Schumann's Musical Rules for Life and the Home

Dec 23, 2007

I was recently browsing a Bärenreiter edition of Schumann’s Album for the Young when I happened upon an appendix called Schumann’s Musical Rules for the Life and Home. This is a document I had no idea existed! It’s quite a long list (four pages in a word document!) of Robert’s suggestions, presumably intended for young people who are studying music, that cover the gamut

from quite funny…

  • Play in strict time! The way many virtuosi play sounds like a drunkard trying to walk. Don’t take people like that as a model.

  • Dragging behind and scampering are both bad mistakes.

  • There are plenty of things to be learnt from singers, but don’t believe everything they say.

to wise and pragmatic…

  • Learn the basic rules of harmony from the very start.

  • Make the effort to play easy pieces cleanly and beautifully; that’s better than giving a second-rate performance of a difficult piece.

  • You must always play on a well-tuned instrument.

  • It’s not enough for your fingers to know your pieces; you must also be able to hum them away from the piano. Develop you imagination so that you can hear not just the melody of a composition, but can remember all the harmony that goes with it, too.

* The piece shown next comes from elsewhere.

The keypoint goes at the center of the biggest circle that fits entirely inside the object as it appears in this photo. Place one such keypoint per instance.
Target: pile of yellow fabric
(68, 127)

  • Apply yourself to playing fugues by the masters, especially Johann Sebastian Bach. Let the “Well Tempered Clavier” be your daily bread. Then you are sure to become a proper musician.

  • Amongst your comrades, seek out the ones who know more than you do.

  • As a relief from your musical studies, read plenty of poetry. Often go out for a walk.

  • Get to know about conducting early on, and often watch good conductors; even try to conduct the pieces yourself in your head. This will make many things clear.

to touching and downright profound…

  • Always play as if a Great Master were listening to you.

  • Don’t ever use your technique to show off. When playing a composition, try to create the effect the composer had in mind; that’s all you need to do. Anything else is distortion.

  • The world is a big place. Be modest: there’s nothing that you’ve discovered or thought of that others haven’t already thought of or invented. And if you should happen to think of something new, regard it as a gift from above, to be shared with others.

  • If Heaven has granted you a lively imagination, then you are bound to spend many hours on your own at the piano, almost in a trance, seeking the harmonies to express your inmost feelings. And perhaps, the more obscure and elusive the harmonies are, the more you will feel yourself begin mysteriously drawn into a magic circle, so to speak. These are the happiest hours of youth. But beware of too often indulging a talent that may lead you to waste your time and energy on illusions. The mastery of form, and the ability to shape your thoughts clearly, are things you can only gain through the actual writing down of music. So spend more time writing than dreaming.

  • The laws of morality are also those of art.

  • Perhaps it is only genius that really understands genius.

  • There is never an end to learning.

What a wonderful example he sets for us, advising us to be thorough in our studies, open to other disciplines, and just good decent human beings. No wonder his music is so beautiful!